🤖 AI Summary
Masked diffusion language models (MDLMs) face two key challenges in tree search: high inter-branch correlation due to parallel unmasking, and high-variance reward estimation caused by stochastic sampling-based completion. To address these, we propose TReASURe—a tree search framework for MDLMs. Its core contributions are: (1) UnmaskBranch, a branching strategy that generates diverse candidate branches—including both content and unmasking order—in a single model call; and (2) ResubstituteScore, a pruning rule leveraging deterministic resubstitution for low-variance reward estimation, with theoretical error bounds tied to prediction uncertainty. Additionally, TReASURe integrates first-hit unmasking, parallel unmasking optimization, and proxy completion to enable efficient inference with low function evaluation (NFE) counts. Experiments demonstrate state-of-the-art performance across perplexity, linguistic acceptability, and controllable generation (e.g., sentiment/toxicity control), significantly outperforming prior methods—especially under stringent NFE budgets.
📝 Abstract
Tree search has recently emerged as a powerful framework for aligning generative models with task-specific rewards at test time.
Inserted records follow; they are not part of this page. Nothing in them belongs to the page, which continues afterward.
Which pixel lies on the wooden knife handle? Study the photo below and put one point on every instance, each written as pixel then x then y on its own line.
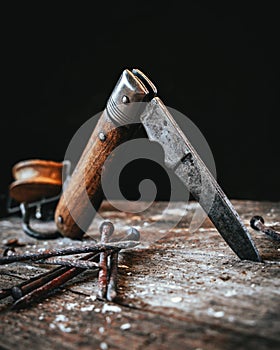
pixel 83 194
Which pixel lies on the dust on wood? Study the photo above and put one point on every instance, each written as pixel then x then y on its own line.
pixel 177 290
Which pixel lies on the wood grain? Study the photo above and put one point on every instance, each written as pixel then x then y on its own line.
pixel 182 291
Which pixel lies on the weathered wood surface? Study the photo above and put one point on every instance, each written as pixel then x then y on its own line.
pixel 184 291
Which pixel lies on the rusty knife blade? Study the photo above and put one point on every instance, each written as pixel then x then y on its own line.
pixel 180 156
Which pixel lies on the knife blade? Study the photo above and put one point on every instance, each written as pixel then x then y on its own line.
pixel 182 158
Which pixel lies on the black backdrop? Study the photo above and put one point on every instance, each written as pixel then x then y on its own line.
pixel 215 63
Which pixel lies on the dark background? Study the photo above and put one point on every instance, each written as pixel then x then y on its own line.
pixel 216 63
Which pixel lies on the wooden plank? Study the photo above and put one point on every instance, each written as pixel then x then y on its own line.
pixel 177 290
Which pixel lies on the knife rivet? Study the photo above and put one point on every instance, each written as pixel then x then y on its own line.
pixel 125 99
pixel 102 136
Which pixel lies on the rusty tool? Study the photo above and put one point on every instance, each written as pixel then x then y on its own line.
pixel 180 156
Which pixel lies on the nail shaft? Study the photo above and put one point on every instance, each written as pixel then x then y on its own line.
pixel 106 230
pixel 48 288
pixel 257 223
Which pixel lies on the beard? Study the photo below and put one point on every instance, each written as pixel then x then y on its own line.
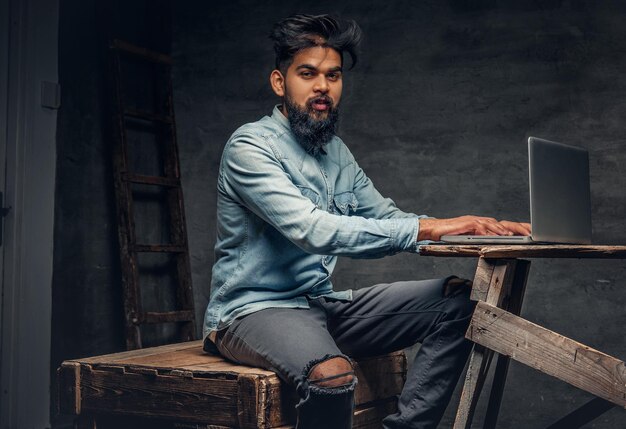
pixel 312 130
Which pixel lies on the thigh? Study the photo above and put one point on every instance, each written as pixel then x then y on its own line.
pixel 287 341
pixel 388 317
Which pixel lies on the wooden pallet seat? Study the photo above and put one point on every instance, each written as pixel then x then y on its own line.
pixel 180 386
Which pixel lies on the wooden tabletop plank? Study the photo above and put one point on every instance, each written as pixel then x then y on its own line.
pixel 133 354
pixel 525 251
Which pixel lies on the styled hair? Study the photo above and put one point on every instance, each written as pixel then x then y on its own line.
pixel 299 32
Applying tree search to Masked Diffusion Language Models, however, introduces two key challenges: (i) parallel unmasking yields highly correlated branches, limiting exploration, and (ii) reward evaluation via sampled completions produces high-variance estimates, making pruning unstable. We propose TReASURe, a tree-search test-time alignment method that addresses these issues. It introduces (i) UnmaskBranch, a branching strategy based on first-hitting unmasking that diversifies both token content and reveal order with a single model call per parent node, and (ii) ResubstituteScore, a pruning rule that uses deterministic resubstitution to score partially masked sequences with low-variance proxy completions. Theoretically, we quantify branching efficiency gains in NFEs (number of function evaluations), show that the scoring rule approximates the true reward with error bounded by predictive uncertainty, and prove improvements with larger tree widths. Empirically, TReASURe achieves state-of-the-art results on perplexity, linguistic acceptability, and control of sentiment and toxicity, outperforming prior methods under matched compute budgets, with especially strong gains in low-NFE regimes.